While the UV box has been described as a box, other containers that emit UV light, such as a UV drawer, can be used. In some implementations, the UV box can be a part of the cart. For example, the UV box can be a container that is attached to or integrally formed with the cart. In some implementations, the UV box can be a part of the PD cycler. For example, the UV box can be a container defined by the housing of the PD cycler or a drawer that retracts into a chamber defined by the housing of the PC cycler.
While the PD system 200 has been described as including the UV box 240, in some embodiments, systems do not include such a UV box. In some implementations, for example, the citric acid alone is sufficient to disinfect the used dialysate. In some embodiments, the citric acid packet may contain enough citric acid to lower the pH of the used dialysate and to also kill harmful bacteria that may be in the used dialysate. For example, a ten liter drain bag may contain 50 grams of dry citric acid powder or 100 milliliters of 50% citric acid concentrate. If more used dialysate is collected in the drain bag, more citric acid can be used accordingly. In some implementations, the citric acid has a concentration of 50%, 60%, 70%, etc. and/or is provided in an amount of 150 milliliters, 175 milliliters, 200 milliliters, etc.
While the citric acid packet 125 has been described as being water soluble, the citric acid can be released from the packet in other ways. For example, in other embodiments, the citric acid packet 125 may be breakable, wherein a patient can break the casing of the citric acid packet 125 to release the citric acid into the used dialysate. In some embodiments, a chunk of citric acid could be used without any package or casing.
While citric acid has been described to lower the pH of used dialysate, other acids may be used instead of or in addition to citric acid. In some cases, for example, acetic acid, lactic acid, muriatic acid, or other similar acids may be used.

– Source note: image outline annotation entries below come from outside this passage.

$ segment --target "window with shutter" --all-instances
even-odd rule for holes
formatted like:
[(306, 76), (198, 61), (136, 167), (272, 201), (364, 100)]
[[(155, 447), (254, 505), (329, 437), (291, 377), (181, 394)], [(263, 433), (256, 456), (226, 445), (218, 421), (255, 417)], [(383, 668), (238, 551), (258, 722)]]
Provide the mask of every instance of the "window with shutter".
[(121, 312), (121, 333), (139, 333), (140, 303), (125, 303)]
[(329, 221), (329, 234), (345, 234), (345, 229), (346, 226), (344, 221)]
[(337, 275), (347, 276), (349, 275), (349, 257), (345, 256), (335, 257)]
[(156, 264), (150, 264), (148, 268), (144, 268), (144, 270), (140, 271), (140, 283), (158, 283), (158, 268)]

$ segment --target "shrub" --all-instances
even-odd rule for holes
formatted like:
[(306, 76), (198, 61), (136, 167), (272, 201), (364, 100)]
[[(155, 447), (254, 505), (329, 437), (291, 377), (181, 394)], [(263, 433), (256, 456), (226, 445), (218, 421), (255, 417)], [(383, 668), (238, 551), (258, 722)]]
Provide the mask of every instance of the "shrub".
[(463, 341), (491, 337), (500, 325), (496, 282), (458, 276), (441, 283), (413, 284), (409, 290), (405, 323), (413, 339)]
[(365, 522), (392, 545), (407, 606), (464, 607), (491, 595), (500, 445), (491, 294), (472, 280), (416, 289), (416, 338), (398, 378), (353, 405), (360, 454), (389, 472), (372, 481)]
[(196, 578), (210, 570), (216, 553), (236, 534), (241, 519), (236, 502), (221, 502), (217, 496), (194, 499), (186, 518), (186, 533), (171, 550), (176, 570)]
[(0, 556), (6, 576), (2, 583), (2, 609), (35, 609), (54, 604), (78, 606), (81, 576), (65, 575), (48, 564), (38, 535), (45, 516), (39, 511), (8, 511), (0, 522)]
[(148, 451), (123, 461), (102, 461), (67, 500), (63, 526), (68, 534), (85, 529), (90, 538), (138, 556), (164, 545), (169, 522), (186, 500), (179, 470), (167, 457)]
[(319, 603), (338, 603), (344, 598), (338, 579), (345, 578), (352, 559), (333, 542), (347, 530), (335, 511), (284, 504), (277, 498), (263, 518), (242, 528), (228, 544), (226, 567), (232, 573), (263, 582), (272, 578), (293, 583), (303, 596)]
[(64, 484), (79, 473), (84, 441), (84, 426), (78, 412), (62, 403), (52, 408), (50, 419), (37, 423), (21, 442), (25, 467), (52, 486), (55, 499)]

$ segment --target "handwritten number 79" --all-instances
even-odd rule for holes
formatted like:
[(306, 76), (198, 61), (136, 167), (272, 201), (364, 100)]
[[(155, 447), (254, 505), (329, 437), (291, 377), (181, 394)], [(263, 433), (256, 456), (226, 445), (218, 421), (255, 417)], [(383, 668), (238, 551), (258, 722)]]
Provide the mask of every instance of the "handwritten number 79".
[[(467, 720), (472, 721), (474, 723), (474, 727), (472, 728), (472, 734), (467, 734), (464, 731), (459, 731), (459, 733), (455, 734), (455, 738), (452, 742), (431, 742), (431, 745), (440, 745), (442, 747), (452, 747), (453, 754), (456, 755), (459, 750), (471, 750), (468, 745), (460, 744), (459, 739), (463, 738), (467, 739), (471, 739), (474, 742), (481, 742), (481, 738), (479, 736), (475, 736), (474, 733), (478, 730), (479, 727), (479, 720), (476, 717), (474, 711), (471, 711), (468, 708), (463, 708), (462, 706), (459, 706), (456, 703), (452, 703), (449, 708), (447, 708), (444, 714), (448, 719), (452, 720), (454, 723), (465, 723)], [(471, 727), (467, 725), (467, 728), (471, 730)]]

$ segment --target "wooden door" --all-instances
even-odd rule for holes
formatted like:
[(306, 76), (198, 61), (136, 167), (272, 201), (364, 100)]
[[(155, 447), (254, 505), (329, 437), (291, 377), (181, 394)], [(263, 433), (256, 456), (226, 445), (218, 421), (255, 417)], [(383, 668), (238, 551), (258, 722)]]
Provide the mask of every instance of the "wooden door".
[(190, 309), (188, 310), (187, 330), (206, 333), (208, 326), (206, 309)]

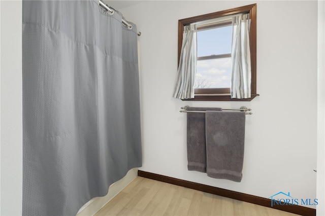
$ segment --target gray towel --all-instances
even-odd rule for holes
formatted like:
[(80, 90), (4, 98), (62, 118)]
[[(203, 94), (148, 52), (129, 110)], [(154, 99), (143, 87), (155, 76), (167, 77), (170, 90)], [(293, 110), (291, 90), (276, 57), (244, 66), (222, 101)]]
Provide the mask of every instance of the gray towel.
[[(221, 111), (221, 108), (187, 107), (188, 111)], [(187, 169), (206, 172), (205, 114), (187, 113)]]
[(245, 113), (206, 113), (207, 174), (240, 182), (244, 159)]

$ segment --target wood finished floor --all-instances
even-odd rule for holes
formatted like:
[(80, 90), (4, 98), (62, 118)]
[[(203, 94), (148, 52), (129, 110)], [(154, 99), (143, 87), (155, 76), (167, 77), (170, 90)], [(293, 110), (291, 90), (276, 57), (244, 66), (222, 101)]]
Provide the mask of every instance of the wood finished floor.
[(272, 215), (297, 214), (137, 177), (100, 210), (100, 215)]

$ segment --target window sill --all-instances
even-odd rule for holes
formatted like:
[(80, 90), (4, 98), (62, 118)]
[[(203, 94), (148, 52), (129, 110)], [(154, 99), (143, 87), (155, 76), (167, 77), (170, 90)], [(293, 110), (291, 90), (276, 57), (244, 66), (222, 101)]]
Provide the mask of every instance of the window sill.
[(237, 99), (230, 97), (230, 94), (195, 94), (194, 98), (182, 99), (185, 101), (250, 101), (258, 94), (252, 94), (249, 98)]

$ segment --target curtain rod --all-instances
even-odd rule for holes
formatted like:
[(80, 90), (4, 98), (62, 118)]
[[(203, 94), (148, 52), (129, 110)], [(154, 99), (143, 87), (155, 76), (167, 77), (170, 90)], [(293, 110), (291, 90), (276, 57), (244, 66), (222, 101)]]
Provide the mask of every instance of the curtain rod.
[[(106, 5), (104, 2), (101, 0), (99, 0), (100, 6), (102, 7), (102, 8), (103, 8), (106, 11), (108, 11), (110, 15), (112, 15), (114, 14), (114, 10), (112, 10), (107, 5)], [(132, 25), (129, 24), (126, 21), (125, 19), (122, 18), (122, 23), (126, 26), (128, 29), (132, 29)], [(140, 36), (141, 35), (141, 32), (138, 32), (138, 36)]]
[[(181, 109), (182, 110), (180, 110), (179, 112), (180, 113), (206, 113), (206, 111), (187, 111), (187, 107), (181, 107)], [(243, 111), (245, 112), (245, 114), (246, 115), (252, 115), (253, 113), (251, 113), (251, 112), (248, 112), (247, 111), (250, 111), (251, 110), (252, 110), (251, 109), (249, 108), (247, 108), (245, 106), (241, 106), (240, 108), (239, 109), (222, 109), (222, 110), (232, 110), (232, 111)]]

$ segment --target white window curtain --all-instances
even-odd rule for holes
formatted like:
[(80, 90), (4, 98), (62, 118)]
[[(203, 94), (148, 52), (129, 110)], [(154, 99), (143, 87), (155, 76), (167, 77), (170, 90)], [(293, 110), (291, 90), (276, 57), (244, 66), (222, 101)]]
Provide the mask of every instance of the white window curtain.
[(180, 99), (194, 98), (194, 82), (197, 73), (197, 26), (184, 27), (179, 65), (173, 96)]
[(250, 21), (249, 14), (233, 17), (232, 98), (248, 98), (251, 96)]

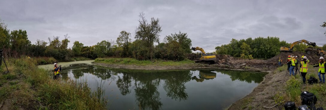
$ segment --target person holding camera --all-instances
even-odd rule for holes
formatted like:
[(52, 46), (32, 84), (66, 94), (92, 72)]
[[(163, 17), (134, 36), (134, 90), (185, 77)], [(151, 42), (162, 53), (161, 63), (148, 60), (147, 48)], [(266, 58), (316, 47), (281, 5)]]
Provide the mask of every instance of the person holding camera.
[(290, 60), (289, 61), (288, 63), (288, 65), (290, 66), (290, 69), (289, 70), (289, 71), (290, 73), (290, 75), (289, 76), (291, 76), (291, 73), (292, 73), (292, 75), (294, 76), (294, 67), (295, 67), (295, 63), (294, 63), (294, 61), (293, 60), (293, 57), (291, 57), (291, 60)]
[(58, 64), (57, 63), (54, 63), (54, 72), (53, 73), (53, 79), (57, 79), (57, 77), (59, 77), (60, 75), (60, 71), (61, 70), (61, 65), (58, 67)]
[(305, 84), (305, 75), (308, 72), (308, 63), (307, 62), (307, 57), (304, 56), (302, 60), (300, 62), (300, 72), (302, 76), (302, 81), (304, 84)]
[[(319, 69), (318, 70), (318, 76), (319, 77), (319, 83), (325, 83), (325, 62), (324, 60), (324, 57), (320, 57), (319, 58), (319, 65), (314, 66), (314, 67), (318, 67), (319, 66)], [(321, 77), (320, 77), (320, 74), (322, 75), (323, 80), (321, 81)]]

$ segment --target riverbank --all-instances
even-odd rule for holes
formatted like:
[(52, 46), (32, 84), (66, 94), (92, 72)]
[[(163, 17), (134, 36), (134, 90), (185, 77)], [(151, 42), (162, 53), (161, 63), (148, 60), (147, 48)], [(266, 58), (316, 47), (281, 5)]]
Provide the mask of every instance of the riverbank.
[[(301, 92), (305, 91), (313, 93), (316, 95), (318, 99), (316, 104), (317, 107), (325, 108), (326, 107), (325, 105), (326, 105), (326, 85), (308, 83), (308, 79), (310, 76), (319, 79), (317, 73), (318, 68), (313, 68), (312, 65), (309, 65), (305, 85), (302, 84), (302, 79), (299, 74), (297, 75), (296, 78), (289, 76), (288, 73), (286, 75), (287, 68), (286, 66), (279, 67), (267, 74), (264, 81), (254, 89), (251, 93), (234, 103), (229, 109), (267, 109), (262, 106), (271, 107), (281, 102), (270, 109), (281, 110), (284, 108), (284, 103), (289, 101), (295, 102), (297, 107), (301, 105), (300, 94)], [(284, 100), (285, 101), (283, 102)]]
[(227, 55), (220, 55), (214, 64), (195, 63), (186, 60), (179, 61), (159, 60), (152, 62), (131, 58), (97, 58), (93, 64), (106, 67), (138, 70), (164, 70), (214, 68), (270, 72), (276, 68), (262, 60), (238, 59)]
[(86, 82), (53, 80), (52, 73), (38, 68), (35, 60), (6, 62), (10, 72), (3, 73), (7, 69), (1, 66), (0, 109), (105, 109), (106, 101), (97, 98), (100, 92), (93, 93)]

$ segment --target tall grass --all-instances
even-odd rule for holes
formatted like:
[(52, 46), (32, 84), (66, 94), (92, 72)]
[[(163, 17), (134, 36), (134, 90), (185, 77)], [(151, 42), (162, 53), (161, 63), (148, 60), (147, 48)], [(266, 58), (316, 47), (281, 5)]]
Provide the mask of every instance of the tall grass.
[(188, 64), (194, 63), (193, 61), (185, 60), (181, 61), (164, 61), (157, 60), (152, 62), (149, 60), (140, 60), (131, 58), (98, 58), (95, 59), (95, 62), (109, 64), (120, 64), (125, 65), (146, 66), (156, 65), (159, 66), (178, 66)]
[[(37, 60), (24, 58), (11, 59), (9, 62), (10, 68), (13, 67), (13, 69), (10, 74), (1, 75), (0, 79), (17, 79), (23, 81), (31, 87), (24, 88), (29, 86), (24, 86), (23, 83), (17, 84), (10, 82), (10, 85), (0, 89), (0, 98), (2, 100), (16, 96), (13, 97), (16, 98), (10, 98), (14, 99), (13, 100), (17, 100), (13, 101), (13, 103), (16, 104), (14, 105), (22, 104), (22, 106), (29, 106), (23, 107), (26, 107), (26, 109), (105, 109), (107, 102), (102, 99), (103, 92), (93, 92), (85, 81), (77, 82), (60, 79), (54, 80), (52, 79), (52, 72), (37, 68)], [(1, 81), (2, 82), (4, 80)], [(33, 88), (35, 90), (31, 89)], [(9, 95), (12, 96), (8, 97)], [(35, 103), (31, 103), (30, 102), (33, 100), (37, 101), (39, 104), (30, 104)]]
[(315, 104), (317, 107), (325, 107), (326, 105), (326, 85), (324, 83), (315, 83), (313, 84), (308, 83), (308, 79), (310, 76), (313, 76), (318, 79), (317, 72), (318, 68), (313, 68), (312, 65), (308, 67), (308, 72), (306, 76), (306, 84), (302, 85), (302, 79), (300, 77), (297, 78), (291, 77), (286, 82), (285, 86), (285, 91), (278, 92), (274, 97), (275, 103), (286, 100), (294, 102), (297, 106), (300, 105), (301, 100), (300, 95), (303, 91), (308, 91), (313, 93), (318, 99)]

While certain drain bags have been described above as having both an inlet and an outlet, in some embodiments both an inlet and outlet are not necessary. The drain compartments can alternatively have only one inlet that can also function as an outlet.
While the drain bags and containers above have been described as being part of PD systems, these types of drain bags can be used in any of various other types of medical fluid pumping systems. Other examples of medical fluid pumping systems in which the drain bags described herein can be used include hemodialysis systems, hemofiltration systems, and hemodiafiltration systems.